EDF partnered with researchers from the University of California, Berkeley and Berkeley Lab, along with citizen scientists from the West Oakland Environmental Indicators Project to deploy a network of 100 low cost black carbon sensors across West Oakland for 100 days in the summer of 2017 (from May 19 to August 26). The study was described in detail in a peer-reviewed paper published in Environmental Science & Technology in June 2019.

Development of the sensors

The black carbon sensors used in this project were designed and built by the Berkeley team–a detailed description of the technology and performance of the sensors was published in 2018. Prior to deployment, the researchers validated the sensors by operating them outdoors alongside high-grade black carbon monitors maintained and operated by the Bay Area Air Quality Management District (BAAQMD). All of the sensors used in the 100×100 study agreed closely with the BAAQMD's monitors.

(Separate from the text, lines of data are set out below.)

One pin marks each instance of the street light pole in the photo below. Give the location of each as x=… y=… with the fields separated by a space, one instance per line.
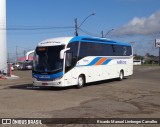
x=76 y=23
x=102 y=34
x=108 y=32
x=76 y=27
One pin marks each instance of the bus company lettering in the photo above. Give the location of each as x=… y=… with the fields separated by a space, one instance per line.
x=121 y=62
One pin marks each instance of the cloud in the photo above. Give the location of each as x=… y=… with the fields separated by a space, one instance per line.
x=141 y=26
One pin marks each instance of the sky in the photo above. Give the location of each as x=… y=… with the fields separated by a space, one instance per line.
x=31 y=21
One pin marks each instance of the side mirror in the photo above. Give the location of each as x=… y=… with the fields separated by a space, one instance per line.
x=62 y=53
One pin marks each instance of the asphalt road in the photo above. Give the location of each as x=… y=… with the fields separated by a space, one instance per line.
x=137 y=96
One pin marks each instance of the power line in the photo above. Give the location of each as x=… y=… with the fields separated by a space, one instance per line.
x=37 y=28
x=88 y=33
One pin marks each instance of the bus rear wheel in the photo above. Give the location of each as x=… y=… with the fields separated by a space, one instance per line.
x=81 y=81
x=121 y=75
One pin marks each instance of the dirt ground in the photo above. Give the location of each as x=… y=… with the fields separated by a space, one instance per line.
x=137 y=96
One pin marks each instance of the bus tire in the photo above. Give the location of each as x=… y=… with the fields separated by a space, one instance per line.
x=121 y=75
x=81 y=81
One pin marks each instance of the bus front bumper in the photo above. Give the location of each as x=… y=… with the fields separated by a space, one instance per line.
x=57 y=83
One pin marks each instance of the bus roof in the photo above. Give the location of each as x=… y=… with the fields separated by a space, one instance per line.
x=66 y=40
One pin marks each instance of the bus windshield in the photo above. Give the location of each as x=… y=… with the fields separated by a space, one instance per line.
x=47 y=59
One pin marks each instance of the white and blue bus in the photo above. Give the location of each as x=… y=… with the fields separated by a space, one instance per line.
x=67 y=61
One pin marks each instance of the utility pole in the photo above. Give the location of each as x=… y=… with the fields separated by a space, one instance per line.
x=24 y=52
x=3 y=41
x=102 y=34
x=8 y=58
x=76 y=23
x=159 y=56
x=76 y=27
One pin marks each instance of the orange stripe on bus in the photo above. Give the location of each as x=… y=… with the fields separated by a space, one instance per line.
x=101 y=61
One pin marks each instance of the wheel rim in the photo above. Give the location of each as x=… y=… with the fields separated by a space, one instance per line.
x=80 y=81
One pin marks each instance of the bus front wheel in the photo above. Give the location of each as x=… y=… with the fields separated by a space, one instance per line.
x=81 y=81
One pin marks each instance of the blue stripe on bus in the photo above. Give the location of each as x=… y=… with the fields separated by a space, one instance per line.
x=94 y=61
x=106 y=62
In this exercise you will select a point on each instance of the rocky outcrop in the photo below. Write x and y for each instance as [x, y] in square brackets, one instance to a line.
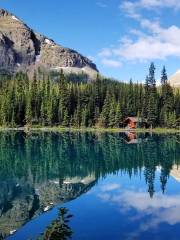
[23, 49]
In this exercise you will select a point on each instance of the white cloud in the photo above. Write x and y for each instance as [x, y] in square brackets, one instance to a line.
[158, 43]
[105, 52]
[101, 4]
[111, 63]
[132, 8]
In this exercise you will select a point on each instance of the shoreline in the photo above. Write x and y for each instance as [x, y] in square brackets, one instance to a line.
[108, 130]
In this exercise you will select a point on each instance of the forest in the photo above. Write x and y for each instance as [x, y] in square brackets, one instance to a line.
[56, 99]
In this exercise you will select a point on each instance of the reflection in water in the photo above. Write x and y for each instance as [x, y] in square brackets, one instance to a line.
[59, 228]
[41, 170]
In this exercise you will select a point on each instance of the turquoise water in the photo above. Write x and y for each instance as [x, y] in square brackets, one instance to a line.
[116, 186]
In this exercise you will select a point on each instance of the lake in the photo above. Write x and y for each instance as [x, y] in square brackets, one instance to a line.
[116, 186]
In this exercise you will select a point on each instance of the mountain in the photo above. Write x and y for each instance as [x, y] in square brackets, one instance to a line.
[23, 49]
[174, 80]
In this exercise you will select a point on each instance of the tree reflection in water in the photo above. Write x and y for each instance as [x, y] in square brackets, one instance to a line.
[59, 229]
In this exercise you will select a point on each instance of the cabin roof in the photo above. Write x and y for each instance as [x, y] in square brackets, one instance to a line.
[133, 119]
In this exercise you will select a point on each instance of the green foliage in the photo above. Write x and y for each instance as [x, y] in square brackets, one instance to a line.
[59, 100]
[59, 229]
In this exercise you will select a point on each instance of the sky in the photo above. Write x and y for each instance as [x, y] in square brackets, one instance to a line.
[121, 36]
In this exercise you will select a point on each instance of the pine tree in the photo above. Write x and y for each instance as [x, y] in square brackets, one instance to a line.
[152, 101]
[118, 116]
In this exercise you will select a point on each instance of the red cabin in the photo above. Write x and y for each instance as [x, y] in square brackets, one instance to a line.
[132, 122]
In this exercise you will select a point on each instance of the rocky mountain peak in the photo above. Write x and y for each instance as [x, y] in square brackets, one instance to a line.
[4, 13]
[23, 49]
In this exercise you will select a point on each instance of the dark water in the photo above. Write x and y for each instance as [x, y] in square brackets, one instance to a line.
[116, 186]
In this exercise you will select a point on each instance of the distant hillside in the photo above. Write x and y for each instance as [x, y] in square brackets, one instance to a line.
[23, 49]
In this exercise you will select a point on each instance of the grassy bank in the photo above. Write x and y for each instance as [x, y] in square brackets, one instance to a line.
[110, 130]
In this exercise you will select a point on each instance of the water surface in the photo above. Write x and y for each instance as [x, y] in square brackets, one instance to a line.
[117, 186]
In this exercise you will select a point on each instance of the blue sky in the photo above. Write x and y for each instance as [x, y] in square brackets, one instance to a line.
[121, 37]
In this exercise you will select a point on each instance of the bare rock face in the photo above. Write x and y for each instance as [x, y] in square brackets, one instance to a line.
[174, 80]
[21, 49]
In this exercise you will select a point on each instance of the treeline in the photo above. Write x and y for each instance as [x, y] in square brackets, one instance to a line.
[60, 100]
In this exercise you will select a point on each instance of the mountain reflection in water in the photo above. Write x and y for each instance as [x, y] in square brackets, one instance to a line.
[42, 170]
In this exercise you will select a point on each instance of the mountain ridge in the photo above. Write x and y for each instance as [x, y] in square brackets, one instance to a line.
[21, 48]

Installation of the network

The Berkeley team installed the black carbon sensors across the West Oakland neighborhood outside of homes, local businesses, community organizations, and industrial sites. They placed several sensors at two BAAQMD air monitoring sites to allow for continuous validation throughout the campaign. They also placed sensors on Maritime Street along the Port of Oakland boundary as well as at three sites near the San Francisco Bay that are typically upwind of the Port of Oakland and other sources of pollution in West Oakland. The measured black carbon concentrations at these upwind sites represent "background" concentrations on top of which local sources of pollution build.

Data collection and analysis

Sensors transmitted data from the 100×100 network wirelessly to a central database and averaged to 1-minute time resolution. In total, the network collected approximately 22 million measurements of 1-minute average black carbon concentrations. The Berkeley research team remotely monitored sensor performance throughout the campaign and conducted regular maintenance to maximize data quality and completeness. They replaced and repaired sensors experiencing problems as necessary. To prepare a database of valid black carbon concentrations, erroneous data resulting from technical problems were removed. Hourly average black carbon concentrations were calculated for all hours with at least 48 minutes of valid data, resulting in more than 200,000 hours of hourly average black carbon concentrations spanning the 100 days and 100 sites (84% data completeness). The Berkeley team then analyzed the final data set, evaluating daily and weekly trends across the network and identifying locations where pollution patterns differed.